The other example is that of the media narrative of the “peaceful protests” that Black Lives Matter organized following the death of George Floyd. Even as the media was telling us that these were peaceful protests, and that only fascists would consider the idea of quelling them by force, they could hardly cover up the arson, looting, vandalism and violence that accompanied these “protests” in most major American cities. Nor could they hide the fact that as these “protests” spread beyond American borders throughout all of Western Civilization, they began more and more to resemble the attempts by the Jacobins, Maoists, and Khmer Rouge – groups that belong at the top of the list of the most destructive and murderous of all of history’s revolutionaries - to raze history to the ground.

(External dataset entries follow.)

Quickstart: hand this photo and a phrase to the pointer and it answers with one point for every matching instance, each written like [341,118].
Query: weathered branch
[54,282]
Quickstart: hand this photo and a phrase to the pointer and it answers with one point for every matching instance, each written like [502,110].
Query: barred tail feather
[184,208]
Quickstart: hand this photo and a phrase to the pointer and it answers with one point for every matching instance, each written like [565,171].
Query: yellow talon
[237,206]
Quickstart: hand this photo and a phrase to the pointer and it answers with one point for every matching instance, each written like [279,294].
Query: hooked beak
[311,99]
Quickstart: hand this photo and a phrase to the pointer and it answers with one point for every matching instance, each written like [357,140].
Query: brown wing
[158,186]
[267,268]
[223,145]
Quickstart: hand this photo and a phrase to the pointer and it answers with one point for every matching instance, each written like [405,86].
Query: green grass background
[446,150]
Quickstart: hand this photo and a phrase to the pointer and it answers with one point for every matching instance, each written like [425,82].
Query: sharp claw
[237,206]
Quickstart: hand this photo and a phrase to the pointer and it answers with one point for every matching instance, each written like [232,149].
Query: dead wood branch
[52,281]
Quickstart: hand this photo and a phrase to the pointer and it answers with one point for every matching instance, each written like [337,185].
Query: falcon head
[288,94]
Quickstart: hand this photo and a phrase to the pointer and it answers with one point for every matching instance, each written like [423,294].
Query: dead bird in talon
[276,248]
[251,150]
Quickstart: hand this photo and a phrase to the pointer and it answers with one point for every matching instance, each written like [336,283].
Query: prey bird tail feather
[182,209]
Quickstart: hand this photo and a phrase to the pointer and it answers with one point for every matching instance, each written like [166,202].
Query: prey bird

All of which completely belies the description of these “protests” as “peaceful.”

In the last few years “fake news” has become a household expression. It has two primary meanings which are the polar opposites of each other. Captain Airhead uses the expression to refer to the spread of information in support of views which conflict with the narratives pushed by the mainstream media. The other meaning, of course, is that those narratives themselves are the “fake news.”

The events of this year have made it obvious for those who have eyes to see and ears to hear, which of these two is the real “fake news.”

The question is whether anyone is left who has eyes to see and ears to hear.


 (1) My maternal great-aunt Hazel, before she moved out of her house, had a clock which would chime with a different birdsong for each hour of the day. When I would visit her there, and the clock would go off, we would look at it and I would make the joke “this clock is missing a few birds – where is the grackle, magpie, and raven?” Her answer would always be some variation of “if this clock had a grackle, it would be in the garbage.”